Chelsea Manning apparently did it by walking in and out of the facility with a CD marked 'Lady Gaga'. Repeatedly

https://www.theguardian.com/world/2010/nov/28/how-us-embassy...

On which TV show?

As of today, there's no way to prove the security of any available cryptosystem. Let me say that differently: for all we know, ALL currently available cryptosystems can be easily cracked by some unpublished techniques. The only sort-of exception to that requires quantum communication, which is nowhere near practicability on the scale required.

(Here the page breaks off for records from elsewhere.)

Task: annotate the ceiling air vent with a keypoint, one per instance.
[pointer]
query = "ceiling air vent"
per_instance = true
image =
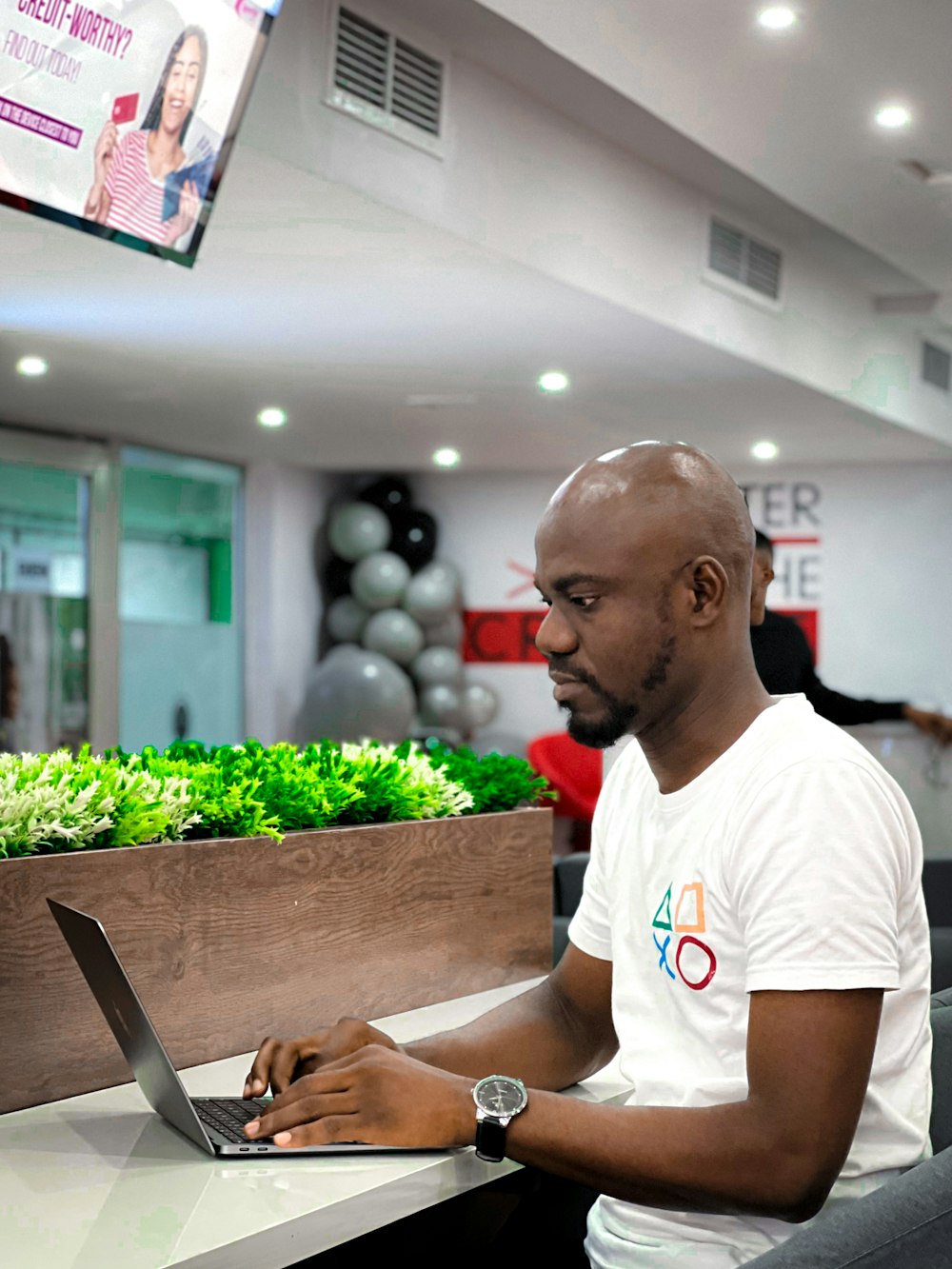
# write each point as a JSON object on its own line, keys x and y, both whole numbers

The only evidence we have that the cryptography that we commonly use is actually safe is that it's based on "hard" math problems that have been studied for decades or longer by mathematicians without anyone being able to crack them.

On the other hand, some popular cryptosystems that were more common in the past have been significantly weakened over the years by mathematical advances. Those were also based on math problems that were believed to be "hard." (They're still very hard actually, but less so than we thought.)

What I'm getting at is that if you have some extremely sensitive data that could still be valuable to an adversary after decades, you know, the type of stuff the government of a developed nation might be holding, you probably shouldn't let it get into the hands of an adversarial nation-state even encrypted.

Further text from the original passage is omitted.